In August 2006, the 100 millionth MySpace account was opened; by 2007, MySpace was valued at $12 billion. Now it’s a depressing procession of empty profiles, flashing text, and autoplaying pop songs. At the time of the latest site redesign in 2013, users there to see it had plummeted to 36 million.
But then check out the growth numbers of Ello, Snapchat, and WhatsApp. This is where customers are moving this year. Last year, it was Pinterest, Tumblr, and Vine. Next year, who knows?
Ninety-four percent of marketers think that the pace of change in their role has increased.34 One of the most common comments I hear is that this pace of change is terrifying and almost unmanageable, certainly within current corporate structures and processes. Yet adjusting to this speed is a critical part of the marketing campaign of the future. According to a recent study by Rishi Bhandari, Marc Singer, and Hiek van der Scheer for McKinsey, the best-performing marketers reallocate up to 80% of their marketing spend while a campaign is in progress.35
There’s no sign of things slowing down anytime soon.
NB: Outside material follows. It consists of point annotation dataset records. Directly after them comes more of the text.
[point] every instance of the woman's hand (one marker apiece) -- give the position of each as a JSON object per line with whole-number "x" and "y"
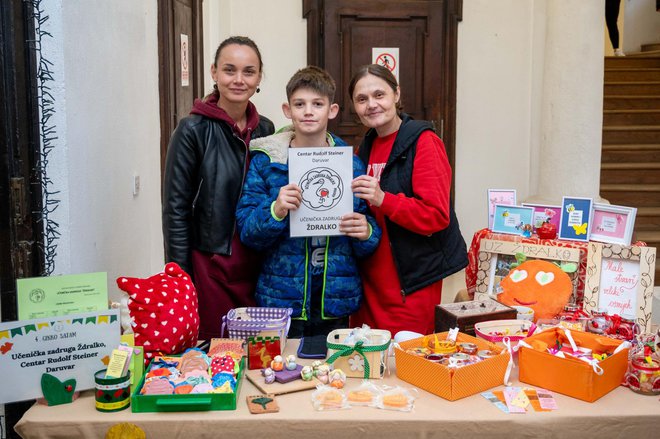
{"x": 355, "y": 225}
{"x": 289, "y": 198}
{"x": 368, "y": 189}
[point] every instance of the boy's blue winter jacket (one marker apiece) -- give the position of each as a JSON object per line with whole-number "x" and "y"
{"x": 283, "y": 281}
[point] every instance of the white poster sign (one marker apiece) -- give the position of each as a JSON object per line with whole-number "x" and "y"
{"x": 386, "y": 57}
{"x": 324, "y": 175}
{"x": 185, "y": 65}
{"x": 74, "y": 346}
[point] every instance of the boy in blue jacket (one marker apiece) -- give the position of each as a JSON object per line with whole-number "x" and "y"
{"x": 317, "y": 276}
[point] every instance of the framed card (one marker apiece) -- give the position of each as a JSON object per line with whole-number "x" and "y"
{"x": 499, "y": 196}
{"x": 613, "y": 224}
{"x": 575, "y": 222}
{"x": 514, "y": 220}
{"x": 497, "y": 258}
{"x": 544, "y": 213}
{"x": 620, "y": 281}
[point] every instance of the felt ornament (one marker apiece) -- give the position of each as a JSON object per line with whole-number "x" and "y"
{"x": 163, "y": 311}
{"x": 540, "y": 285}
Things Are a Lot Harder Than They Were Back in the 1990s
The relationship between marketing budget and marketing reach was once somewhat simple: Pay more money, get in front of more eyeballs (notwithstanding John Wanamaker’s oft-repeated aphorism “Half the money I spend on advertising is wasted. The trouble is, I don’t know which half”36). Nowadays, complexity reigns.
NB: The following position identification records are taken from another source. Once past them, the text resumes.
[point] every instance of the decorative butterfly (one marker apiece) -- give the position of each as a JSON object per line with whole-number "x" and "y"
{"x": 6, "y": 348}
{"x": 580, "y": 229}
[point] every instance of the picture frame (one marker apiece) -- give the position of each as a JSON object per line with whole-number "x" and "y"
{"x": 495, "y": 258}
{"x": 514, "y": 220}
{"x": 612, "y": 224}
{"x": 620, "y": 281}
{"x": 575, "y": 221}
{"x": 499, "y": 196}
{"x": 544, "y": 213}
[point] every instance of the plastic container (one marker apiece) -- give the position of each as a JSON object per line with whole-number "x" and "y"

As Barry Wolfish, CMO at Land O’Lakes, told me, there’s “an incredible fragmentation of ways to reach the end user.”
Of course, another challenge is that whereas TV advertisements were relatively uninterrupted, nowadays every message is competing with many others—at the same time. This is largely due to the second screen phenomenon in TV and the multitude of other content (and ads) presented on the same page online.
The uninterrupted TV spots of old are no more. Your new video ad, playing in Facebook’s news feed, is presented alongside messages and photos from your potential customer’s friends and family. Your online banner ad is located on a page within an article your viewer has actually decided to read. Your Twitter campaign is surrounded by tweets from news organizations, celebrities, and friends that your customer has actually chosen to follow.
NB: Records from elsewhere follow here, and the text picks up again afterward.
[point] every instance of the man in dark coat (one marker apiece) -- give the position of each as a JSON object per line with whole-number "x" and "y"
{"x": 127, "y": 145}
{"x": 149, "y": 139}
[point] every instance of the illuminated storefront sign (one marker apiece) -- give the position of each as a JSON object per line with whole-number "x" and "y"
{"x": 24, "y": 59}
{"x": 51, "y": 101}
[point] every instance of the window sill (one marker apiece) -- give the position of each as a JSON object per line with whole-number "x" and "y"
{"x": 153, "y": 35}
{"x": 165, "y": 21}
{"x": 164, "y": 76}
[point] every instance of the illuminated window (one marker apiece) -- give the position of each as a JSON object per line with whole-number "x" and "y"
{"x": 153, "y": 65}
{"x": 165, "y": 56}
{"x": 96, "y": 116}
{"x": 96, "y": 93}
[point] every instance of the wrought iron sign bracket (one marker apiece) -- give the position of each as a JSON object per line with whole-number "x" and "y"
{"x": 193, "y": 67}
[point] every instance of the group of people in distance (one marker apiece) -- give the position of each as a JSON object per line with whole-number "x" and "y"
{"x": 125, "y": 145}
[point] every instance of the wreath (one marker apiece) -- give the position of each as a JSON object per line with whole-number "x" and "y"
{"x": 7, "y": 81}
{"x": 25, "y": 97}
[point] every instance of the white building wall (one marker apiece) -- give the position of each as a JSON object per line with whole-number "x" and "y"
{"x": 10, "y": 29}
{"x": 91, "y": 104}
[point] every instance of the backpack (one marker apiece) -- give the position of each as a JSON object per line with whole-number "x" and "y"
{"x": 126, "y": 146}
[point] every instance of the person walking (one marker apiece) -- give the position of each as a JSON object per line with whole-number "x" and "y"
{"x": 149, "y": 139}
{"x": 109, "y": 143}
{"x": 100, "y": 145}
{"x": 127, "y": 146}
People have an unprecedented amount of “noise” blaring at them daily. For brands, becoming the signal in that noise is getting ever more challenging.
Michael Zuna, CMO of insurance giant Aflac, asked me some good questions: “How do I reach Nick Johnson? How do I engage with you and connect with you in the most effective way, given the proliferation of media opportunities you’re engaged with on a daily basis? That challenge is multiplying at a significant rate.”
His concerns add weight to the theory that, for marketing to be successful, it must be both valuable to consumers and relevant to their needs and interests.
It’s Not All Bad...
Of course, this coin has another side. If marketers use this plethora of options well and coordinate campaigns across many channels with consistency, providing value and relevance, these changes become an opportunity. Victoria Burwell of McGraw-Hill put it best when alluding to Wanamaker’s famous aphorism:
“Before, it was much more spray and pray. You put up one ad that you hope got folks across the nation. Now, I can send not only distinct messages to distinct people, but using a vehicle I know they’d prefer. While they’re searching, I can catch them. I think we just have so much more data that we can actually personalize the message, because we understand the customer so much more.”
For marketers to run successful campaigns, it’s essential that they provide relevant, valuable creative material across a plethora of channels. Those channels change fast, so it’s essential to pick the ones where your customers hang out. And people tend to be doing two things at once now—second screens are the new norm—so the campaign must be multifaceted and available across multiple channels.
Fundamentally, brands must understand customers—their habits, their needs, and their usual behaviors—better than ever if they want to flourish in this challenging and rapidly evolving space.